Most leaders(1) believe a more diverse company is also a better performing company (80.5% vs the 60.1% average). D&I is largely part of the companies’ priorities, commitment is high and as many as 60% (vs. 31.7%) indicate D&I as business critical. But what is driving their journey and how far have they really come?
Leaders apply D&I primarily to improve company culture, employee commitment & engagement, and communication. More purely business-focused drivers, such as to increase innovation and strengthen customer relationships, get a lower score. While the numbers are 20 percentage points higher than the average, higher scores could have been expected given the importance placed on business by leaders. This emphasizes that, even for leaders, organizational and cultural aspects still tend to drive the agenda.

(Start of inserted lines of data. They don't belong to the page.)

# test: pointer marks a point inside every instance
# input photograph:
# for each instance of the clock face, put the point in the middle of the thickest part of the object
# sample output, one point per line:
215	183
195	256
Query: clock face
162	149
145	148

D&I is an integral part of leaders’ business strategy, but does strategy translate into tangible policies? While 72.9% (vs. 41.8%) do have principles & objectives included in company policies, it is slightly concerning that only 57.6% (vs. 36.8%) have accountabilities & responsibilities spelled out. On a positive note, D&I seems largely to be anchored with top management, while accountability primarily sits with the HR Director (52.9%) or Chief Executive Officer/Managing Director (36.8%). Placing ownership and accountability with the top management is critical to advance on any topic. It emphasizes its importance and facilitates the implementation of actual actions.
While most leaders have defined specific actions in their policies, less than half have mapped opportunities & risks. When asked in general what may prevent a company from succeeding, leaders state that companies which ignore D&I run higher risks from both an internal and external perspective. This is especially true in the business dimension, where a loss of productivity, weakened customer relationships and a decreased market share are highlighted.
Leaders have implemented a broad range of initiatives on a larger scale than the average sample, with to recruit diverse candidates (73.6% vs. 38.6%) and provide fair access & equal opportunity for workforce mobility topping the list (70.1% vs. 35.6%). Setting Key Performance Indicators (KPIs) and metrics to evaluate the effect and contribute to set objectives is essential in order to know what works and what initiatives to scale. It is very positive to see that 45.9% (vs. 20.3%) of leaders have set quantitative and qualitative measures. A total of 38.4% (vs. 16.2%) have set KPIs.
Given this picture, it is not surprising that more leaders derive benefits. This is especially true for business-related aspects, such as new business opportunities, increased innovation and strengthened customer relations. It supports the notion that leaders are farther ahead in connecting D&I to business value.
The logical next step is for leaders to truly integrate D&I into their core business and advance, applying a structured approach based on an international best practice or standard. Only 22.2% (vs. 30.8%) see the lack of a structured approach as a challenge. However, only 8.3% are very familiar with D&I standards such as ISO 30415. This number increases to 34.5% if those indicating some familiarity are included. Nevertheless, this seems to be a large unchartered area even for most leaders.
Leaders do not see a lot of barriers to progressing on D&I and almost half point to conducting a self-assessment as an action that would support performance improvement. This is positive in the sense that it indicates a readiness to understand gaps, which is an important first step in a structured approach.
Leaders expect D&I to rise on the agendas of customers and other stakeholders in the next two-three years. It remains to be seen if it will be perceived as more business critical in the future. However, there is no reason to believe it will fall on corporate agendas. Whether looking at it from an internal or external perspective, a move towards a reality in which D&I increasingly becomes central to a company’s culture, employer branding, employee engagement, increased innovation, high-performing teams and business operations can be expected.
(1) Definition of Leaders: in this survey, leaders are defined as those who indicated that D&I is part of their company’s overall business strategy and self-assessed implementation maturity as leading or optimizing. Leaders represent 15.3% of the total sample in this ViewPoint survey.